Olhe para o lado. Faça um passeio pela sua vida e responda de forma honesta: quantos homens você tem como exemplo que fogem às regras que nos disseram que eram intrínsecas à masculinidade? Com quantos homens você convive que expõem seus sentimentos abertamente, que não ficam angustiados por não serem os provedores da família, que não se gabam na mesa de bar da quantidade de mulheres que pegaram ou que não reproduzem aquele comentário homofóbico?
Novos tempos se anunciam. Estamos construindo, no agora, uma masculinidade mais benéfica — para todos. É uma construção que requer muitas mãos e braços, mas que já está acontecendo. É só reparar e ver.
Como cineasta, aprendi a esticar o olhar para além — além das câmeras, além das cenas, além do óbvio. A espreitar aquilo que está sendo dito sem palavras. Com Mineirinho foi assim. Por detrás do campeão mundial da elite do surfe, vi Adriano de Souza. Nele, uma masculinidade diferente, ainda mais para um meio tão dominado por homens.
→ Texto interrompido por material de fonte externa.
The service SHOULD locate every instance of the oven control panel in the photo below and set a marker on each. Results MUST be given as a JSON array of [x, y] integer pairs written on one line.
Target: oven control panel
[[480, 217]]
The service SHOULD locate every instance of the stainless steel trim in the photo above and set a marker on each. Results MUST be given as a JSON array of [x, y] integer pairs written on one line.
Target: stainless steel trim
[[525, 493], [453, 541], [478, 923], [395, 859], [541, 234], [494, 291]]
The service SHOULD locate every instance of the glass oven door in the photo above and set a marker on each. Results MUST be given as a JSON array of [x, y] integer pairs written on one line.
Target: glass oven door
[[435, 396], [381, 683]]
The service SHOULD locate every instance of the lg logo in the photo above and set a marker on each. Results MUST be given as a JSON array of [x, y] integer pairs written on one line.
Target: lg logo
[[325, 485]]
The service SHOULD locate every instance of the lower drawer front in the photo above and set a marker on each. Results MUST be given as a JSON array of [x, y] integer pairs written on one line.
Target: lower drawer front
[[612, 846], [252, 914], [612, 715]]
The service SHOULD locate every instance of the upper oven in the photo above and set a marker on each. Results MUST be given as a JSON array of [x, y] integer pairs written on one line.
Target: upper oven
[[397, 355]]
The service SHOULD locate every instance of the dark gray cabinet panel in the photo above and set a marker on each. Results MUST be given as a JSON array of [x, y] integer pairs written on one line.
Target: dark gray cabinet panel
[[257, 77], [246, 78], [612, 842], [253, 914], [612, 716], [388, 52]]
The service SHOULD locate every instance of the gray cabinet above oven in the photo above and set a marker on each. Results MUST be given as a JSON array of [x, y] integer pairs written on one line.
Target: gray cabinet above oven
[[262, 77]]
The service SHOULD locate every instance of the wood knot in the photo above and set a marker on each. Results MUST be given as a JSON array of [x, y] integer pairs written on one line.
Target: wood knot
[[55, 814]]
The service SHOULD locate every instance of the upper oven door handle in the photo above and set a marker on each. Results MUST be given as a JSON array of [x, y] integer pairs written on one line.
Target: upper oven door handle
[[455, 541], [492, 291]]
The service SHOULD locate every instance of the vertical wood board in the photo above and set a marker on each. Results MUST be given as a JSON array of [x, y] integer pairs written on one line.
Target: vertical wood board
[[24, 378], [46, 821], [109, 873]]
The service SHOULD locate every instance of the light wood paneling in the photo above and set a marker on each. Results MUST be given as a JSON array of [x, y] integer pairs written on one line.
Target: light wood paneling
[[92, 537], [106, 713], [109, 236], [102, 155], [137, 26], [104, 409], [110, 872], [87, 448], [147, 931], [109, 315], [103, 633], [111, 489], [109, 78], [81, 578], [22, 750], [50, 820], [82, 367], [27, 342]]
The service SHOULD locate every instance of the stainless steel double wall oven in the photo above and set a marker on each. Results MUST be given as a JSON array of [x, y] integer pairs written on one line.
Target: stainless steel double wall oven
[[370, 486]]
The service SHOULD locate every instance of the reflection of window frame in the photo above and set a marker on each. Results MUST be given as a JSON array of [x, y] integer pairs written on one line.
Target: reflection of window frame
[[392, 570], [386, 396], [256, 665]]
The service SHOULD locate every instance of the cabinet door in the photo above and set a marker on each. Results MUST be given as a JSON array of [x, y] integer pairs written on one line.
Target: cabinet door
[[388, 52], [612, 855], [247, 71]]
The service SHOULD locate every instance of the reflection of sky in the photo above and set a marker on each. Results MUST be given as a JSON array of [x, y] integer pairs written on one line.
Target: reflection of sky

Das ruas da favela de Santo Antônio para o mar: foi assim que Mineiro fugiu do destino de tantos outros meninos de sua idade — o tráfico de drogas. Levando a marmita para seu irmão mais velho, que era militar, via sempre ao fim da rua a praia. De lá, do posto policial, enxergava crianças e adolescentes numa escolinha de surfe. Pirata, o professor, era um mito: com apenas uma perna, surfava ondas perigosíssimas e ensinava aos pequenos sua arte. Tomou coragem e foi até ele. Perguntou se poderia participar, mas não tinha dinheiro. Pirata o acolheu, então, como bolsista. O irmão ficou preocupado, mas, vendo o caçula realizado, aprovou a empreitada do então menino de 10 anos.
Um tempo depois, Adriano ficou sabendo que alguém estava vendendo uma prancha usada, um toco velho que, para ele, era quase uma miragem. Perguntou ao irmão se poderiam comprá-la. R$ 15 reais era o preço da prancha, o equivalente a 10 almoços, disse o irmão. Mais uma vez, olhando para Mineirinho e vendo que havia, ali, um desejo genuíno de estar no mar, cedeu.
10 almoços. A economia que a família teve de fazer para que o campeão mundial tivesse sua primeira prancha.
Em 2016, estive com ele por 10 dias, no Guarujá, em Florianópolis e no Tahiti. Durante esse tempo, com apenas uma 16 milímetros sem telas externas, baterias extras e steady cams, estávamos eu e ele. Filmmaker e lenda.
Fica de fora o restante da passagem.